Erdoğan’ın bu kararı, Peker’in videolarıyla başlattığı süreci yeni bir eşiğe getirdi. Peker “Tayyip Abi” diye hitap ettiği Erdoğan’ın bu kararında duyduğu hayal kırıklığını dile getirdi, ölçülü bir üslupla Erdoğan’a sitemlerini iletti ve artık “Pandora’nın kutusunu açmanın vaktinin geldiğini” belirtti.
Herkesin bildiği sır
Peker’in açtığı kutudan, ilk olarak, Suriye’ye gönderilen silahlar çıktı. Peker, Suriye’deki Türkmenlere silah ve teçhizat gönderdiğini, bir para-militer yapı olan SADAT’ın da bunun için kendisinden yardım talep ettiğini söyledi.
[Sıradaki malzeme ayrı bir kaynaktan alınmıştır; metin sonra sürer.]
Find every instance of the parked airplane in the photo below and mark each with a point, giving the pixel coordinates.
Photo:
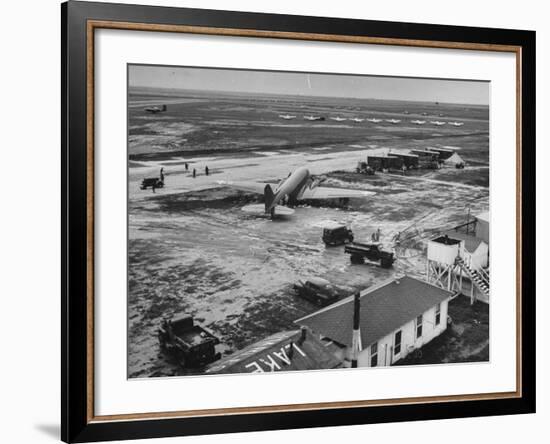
(299, 185)
(155, 109)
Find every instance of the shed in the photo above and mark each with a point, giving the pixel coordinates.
(409, 160)
(396, 317)
(482, 226)
(454, 160)
(384, 162)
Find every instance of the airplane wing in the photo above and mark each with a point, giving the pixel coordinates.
(333, 193)
(251, 187)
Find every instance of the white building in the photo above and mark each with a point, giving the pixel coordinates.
(458, 260)
(396, 317)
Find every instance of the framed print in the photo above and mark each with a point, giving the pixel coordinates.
(277, 221)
Buna göre Peker ile bağlantılı olarak Türkmenlere iki şekilde silah gönderiliyordu. Birincisi doğrudan Peker’in kendi araçlarıyla gönderilen silahlar, ikincisi de Peker’in adını kullanan ama SADAT tarafından gönderilen silahlar.
Peker, bugün SADAT’ın silahlarının Türkmenlere değil El-Nusra’ya gittiğini, bu silah trafiğinden bazı kişi ve yapıların büyük ölçekli paralar kazandığını iddia ediyor. Doğrusu, Türkiye’den Suriye’ye gönderilen silahların önemli bir kısmının, Türkiye’nin de terör örgütü olarak tanımladığı radikal örgütlerin eline geçtiği ve onlar tarafından kullanıldığı, herkes tarafından bilinen bir sır. Rusya’nın, İran’ın ve alanda çalışan bağımsız gözlemcilerin, bu hususa ilişkin çok sayıda beyanları var.
Fakat ilk defa, bir zamanlar iktidarın çok yakınında konuşlanmış biri tarafından bu mevzunun dillendirilmesi önemli. Konunun açıklığa kavuşması için, sorumluların konuşmasına ihtiyaç var. Mesela eski Başbakan Davutoğlu ekrana çıktı, kendi döneminde ordunun ve istihbaratın resmi görevlileri haricinde hiçbir sivil ya da para-militer yapıya bir görev verilmediğini belirtti. Ancak kendisinden sonraki döneme dair herhangi bir şey söyleyemeyeceğini de sözlerine ekledi.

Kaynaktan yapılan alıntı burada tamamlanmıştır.